Small-business owners who meet their federal tax obligations by paying estimates every quarter have one more thing to add to their do-lists before 2015: Make sure taxes haven’t been underpaid for the calendar year to avoid penalties when it’s time to file an income tax return.
Ben Micham, CPA and president of Micham and McSwain CPAs in Raleigh, explains who pays quarterly estimates and why it’s important to make sure they fulfill the taxes owed.
Most small businesses, whether they are sole proprietors or S Corps, are going to have income that doesn’t necessarily have wages against it. Sole proprietors have income that passes through to their personal return. That’s who Micham typically recommends should pay quarterly estimates.
There are two methods of paying quarterly estimates. Owners can pay 100 percent of the previous year’s liability. For example, if an owner had $10,000 in liability and paid $2,500 each quarter, there won’t be an underpayment of estimated tax penalty.
Those who have increasing income and an uneven income might have to figure out income on an annualized basis. Taxpayers are required to pay in a minimum of 90 percent of the current year’s liability on an annualized basis to avoid the underpayment penalty.

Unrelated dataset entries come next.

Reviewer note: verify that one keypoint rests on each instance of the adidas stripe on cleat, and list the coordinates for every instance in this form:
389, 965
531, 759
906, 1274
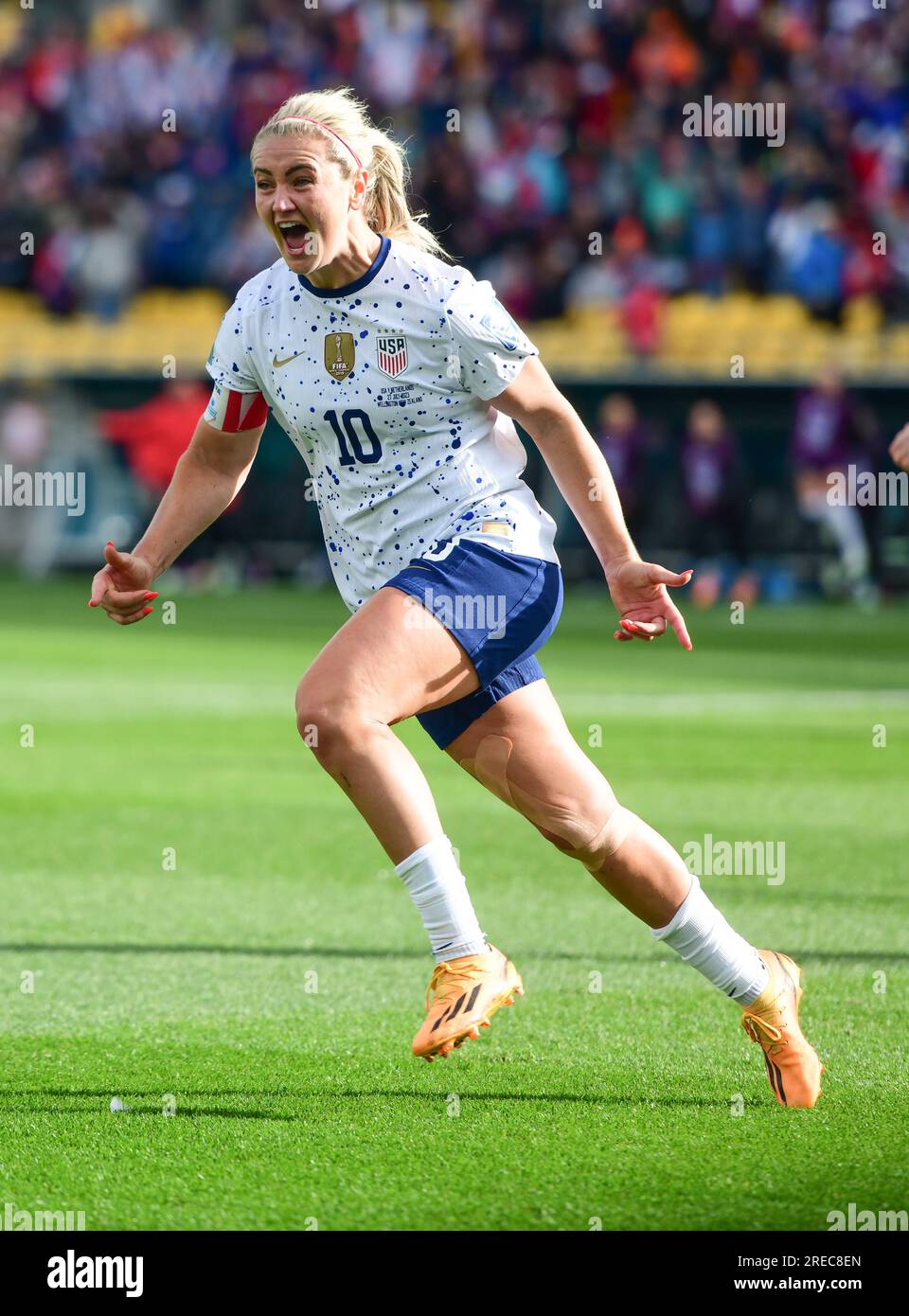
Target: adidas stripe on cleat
463, 995
793, 1067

Normally, if you owe, you may have a penalty unless you paid more than 100 percent of the previous year’s liability or you paid 90 percent of the current year’s liability. If you haven’t done either, you will have to pay a penalty.
You could bump up the year-end payroll by paying yourself a big bonus and withhold the correct amount. The best way to do it is through payroll if you’re an S Corp. Sole proprietors don’t really have that option.
If your liability was $10,000 for 2014 and you made some payments, uneven payments or small payments, they’ll calculate based on how many days you underpaid. Lessen those days by going ahead and paying.
However you do it, if you know you underpaid, the sooner you catch up the better.